I highly recommend you always spatially smooth MEG data for inter-subject studies, to compensate for the signal difference between the banks and fundi of sulci (tangential sources are strong, radial sources are nearly zero).

I also recommend you smooth your MEG data at the level of individual cortical anatomy, thus before inter-subject registration. Your smoothness will have physical meaning (FWHM on cortex) and will be consistent across subjects. On the other hand, when you register one cortex to another, a large cortical area can map to a small one and vice versa, gyri can map to sulci, and so on. Smoothing results will highly depend on registration in an unstructured and subject-specific way. For example, if radial sources expand, you will have a broader area with zero signal, which may not be recovered with spatial smoothing.

Best,
Dimitrios

Thank you for your reply and detailed discussion on why smoothing is important. It sounds like we are basically in agreement about the purpose and importance of smoothing. However, I’m not really sure if there is a final solution to this question yet (or even if there is a general answer possible).

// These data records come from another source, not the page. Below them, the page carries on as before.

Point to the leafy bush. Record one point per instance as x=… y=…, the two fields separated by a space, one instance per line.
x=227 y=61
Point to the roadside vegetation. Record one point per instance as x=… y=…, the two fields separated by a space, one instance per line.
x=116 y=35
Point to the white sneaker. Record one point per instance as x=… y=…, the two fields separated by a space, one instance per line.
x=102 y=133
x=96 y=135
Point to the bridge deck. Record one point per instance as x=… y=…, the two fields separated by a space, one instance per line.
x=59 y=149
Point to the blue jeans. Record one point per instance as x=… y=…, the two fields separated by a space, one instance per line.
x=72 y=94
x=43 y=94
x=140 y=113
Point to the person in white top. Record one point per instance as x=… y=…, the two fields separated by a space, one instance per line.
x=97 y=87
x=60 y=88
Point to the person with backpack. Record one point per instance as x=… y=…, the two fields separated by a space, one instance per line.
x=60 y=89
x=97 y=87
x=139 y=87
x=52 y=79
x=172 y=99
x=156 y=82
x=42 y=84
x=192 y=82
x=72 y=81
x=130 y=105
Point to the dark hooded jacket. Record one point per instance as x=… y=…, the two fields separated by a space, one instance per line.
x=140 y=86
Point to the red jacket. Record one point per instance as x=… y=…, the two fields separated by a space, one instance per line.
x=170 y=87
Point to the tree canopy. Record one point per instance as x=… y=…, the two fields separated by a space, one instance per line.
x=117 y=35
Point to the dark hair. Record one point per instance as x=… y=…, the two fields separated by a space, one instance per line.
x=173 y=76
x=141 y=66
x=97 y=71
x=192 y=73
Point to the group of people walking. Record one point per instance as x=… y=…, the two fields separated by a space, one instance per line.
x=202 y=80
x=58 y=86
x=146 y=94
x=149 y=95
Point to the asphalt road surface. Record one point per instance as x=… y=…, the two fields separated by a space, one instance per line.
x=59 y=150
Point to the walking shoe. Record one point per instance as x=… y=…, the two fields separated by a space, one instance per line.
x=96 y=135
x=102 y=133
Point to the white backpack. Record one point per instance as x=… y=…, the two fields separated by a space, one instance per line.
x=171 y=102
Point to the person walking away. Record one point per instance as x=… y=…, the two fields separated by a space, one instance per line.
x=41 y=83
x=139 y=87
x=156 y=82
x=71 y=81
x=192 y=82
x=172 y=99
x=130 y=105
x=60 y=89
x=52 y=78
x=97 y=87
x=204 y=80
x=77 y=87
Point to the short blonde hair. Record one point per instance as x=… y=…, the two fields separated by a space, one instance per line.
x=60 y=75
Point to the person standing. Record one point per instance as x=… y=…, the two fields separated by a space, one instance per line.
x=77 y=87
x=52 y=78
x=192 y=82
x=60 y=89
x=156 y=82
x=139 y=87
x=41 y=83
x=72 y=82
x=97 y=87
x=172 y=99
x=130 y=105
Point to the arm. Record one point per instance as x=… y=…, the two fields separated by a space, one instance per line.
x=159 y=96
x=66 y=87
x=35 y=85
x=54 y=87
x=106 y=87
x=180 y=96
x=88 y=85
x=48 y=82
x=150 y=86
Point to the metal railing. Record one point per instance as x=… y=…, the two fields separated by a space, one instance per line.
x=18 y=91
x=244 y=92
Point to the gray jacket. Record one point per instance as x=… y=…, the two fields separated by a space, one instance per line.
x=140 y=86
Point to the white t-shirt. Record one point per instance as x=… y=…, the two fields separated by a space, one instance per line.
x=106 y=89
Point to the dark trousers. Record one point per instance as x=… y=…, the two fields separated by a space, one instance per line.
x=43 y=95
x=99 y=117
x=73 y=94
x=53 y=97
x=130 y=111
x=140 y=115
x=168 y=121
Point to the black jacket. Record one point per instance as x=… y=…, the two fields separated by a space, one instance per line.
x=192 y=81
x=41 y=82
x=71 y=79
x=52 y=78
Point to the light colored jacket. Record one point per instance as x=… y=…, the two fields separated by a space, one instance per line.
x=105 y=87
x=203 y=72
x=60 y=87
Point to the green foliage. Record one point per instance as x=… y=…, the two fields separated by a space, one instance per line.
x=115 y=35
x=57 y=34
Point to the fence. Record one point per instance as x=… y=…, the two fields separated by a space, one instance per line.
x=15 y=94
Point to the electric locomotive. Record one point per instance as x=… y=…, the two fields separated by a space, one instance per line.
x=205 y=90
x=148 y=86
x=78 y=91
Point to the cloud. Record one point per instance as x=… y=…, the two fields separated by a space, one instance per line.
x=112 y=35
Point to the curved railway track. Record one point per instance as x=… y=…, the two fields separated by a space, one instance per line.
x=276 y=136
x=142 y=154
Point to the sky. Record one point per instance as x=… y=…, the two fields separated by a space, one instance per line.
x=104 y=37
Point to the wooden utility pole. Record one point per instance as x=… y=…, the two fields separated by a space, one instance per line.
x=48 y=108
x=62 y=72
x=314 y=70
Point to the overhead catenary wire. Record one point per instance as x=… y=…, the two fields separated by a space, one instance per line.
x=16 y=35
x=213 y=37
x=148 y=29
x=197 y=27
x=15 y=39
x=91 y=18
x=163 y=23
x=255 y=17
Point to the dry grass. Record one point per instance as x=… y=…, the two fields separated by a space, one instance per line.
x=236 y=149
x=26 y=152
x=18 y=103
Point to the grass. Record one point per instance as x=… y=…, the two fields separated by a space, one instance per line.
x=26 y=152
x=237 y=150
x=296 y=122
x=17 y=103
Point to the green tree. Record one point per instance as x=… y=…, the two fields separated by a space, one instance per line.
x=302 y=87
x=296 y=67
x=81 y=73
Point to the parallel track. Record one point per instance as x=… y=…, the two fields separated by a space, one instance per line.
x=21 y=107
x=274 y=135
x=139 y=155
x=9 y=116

It sounds like you’re advocating for smoothing on the individual subject’s anatomy in all cases. This would prevent the smoothing kernel from being warped by the projection process and therefore the smoothing parameters will be directly related to spatial measurements on the individual subject. This is sensible. However, it seems like the opposite would also make sense: smoothing AFTER projection would ensure smoothing parameters are directly related to the spatial measurements of the [I]template[/I] brain.

I’m still left with the same conclusion I had before: if the point is to ensure the subjects lineup better, then smoothing at the template-level would make more sense so that the smoothing is consistent across subjects (as done in fMRI). However, if the point is to smooth the data to increase the SNR of the signal, then smoothing at the individual subject-level makes more sense. However, I’m still not sure smoothing to improve SNR is valid in MEG as it is in fMRI.

Thanks again for having this discussion.